Of course there are other things that can get Beagle pulses racing at this time of year. On their Halloween teatime walk we rounded a corner and nearly bumped into two Tyrannosauri Reges (I think that’s the plural form). They were a bit shorter than the ones in the Jurassic Park movies – only around 6ft tall – and they made squeaking sounds as they walked because various bits of them seemed to be made of inflatable vinyl. Daisy also made squeaky noises as she passed them, even though she has no inflatable components. Monkey didn’t squeak but after taking a second or two to process what he was seeing, he did release a couple of wooflets. Wooflets are what comes out of Monkeys when a full howl is not required, but a bit of pressure must nevertheless be released; sort of a woof version of hiccups. The Tyrannosaurs didn’t react to the squeaks or wooflets, so nothing further came of the encounter.

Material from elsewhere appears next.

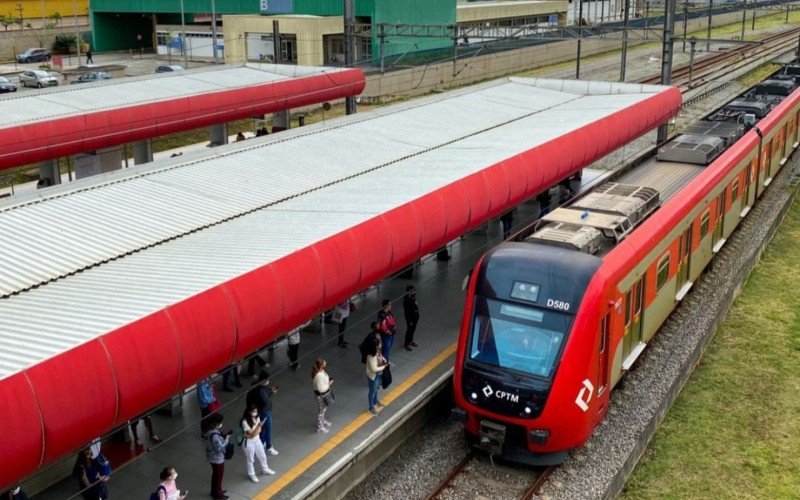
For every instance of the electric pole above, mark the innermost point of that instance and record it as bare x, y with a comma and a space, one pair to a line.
666, 59
349, 48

There may not have been any legit scares over the last week, but there were still moments of horror. One of them happened during a particularly heavy poo drop from the Monkster. Just as he squatted, Daisy felt the need to tangle the leads, putting her lead right in the path of the falling poo bombs. I had one of those slow motion Jean Claude Van Damme “Noooooooooo!” moments as I tried to get Daisy’s lead out of the drop zone, but to no avail. I had no gloves, and no means of wiping the worst of the soiling off Daisy’s lead, so I just had to get poop on my hands until I could get the two of them home and spend some quality time at our outdoor tap with soap and a pair of old towels. Why is it that you’re absolutely guaranteed to have an itchy nose when you’ve got Monkey-poo smeared all over your fingers?

CR6_6818
I don’t know what those are Monkey, but I they’re not Tyrannosaurs because they aren’t squeaking as they walk.

CR6_6923
Whizz bangs are going off but Monkey’s only interested in that bag of peanuts Mum’s just opened.

CR6_6947
Halloween & Guy Fawkes: not a big deal if you’re a Daisy. Let’s hope it stays that way.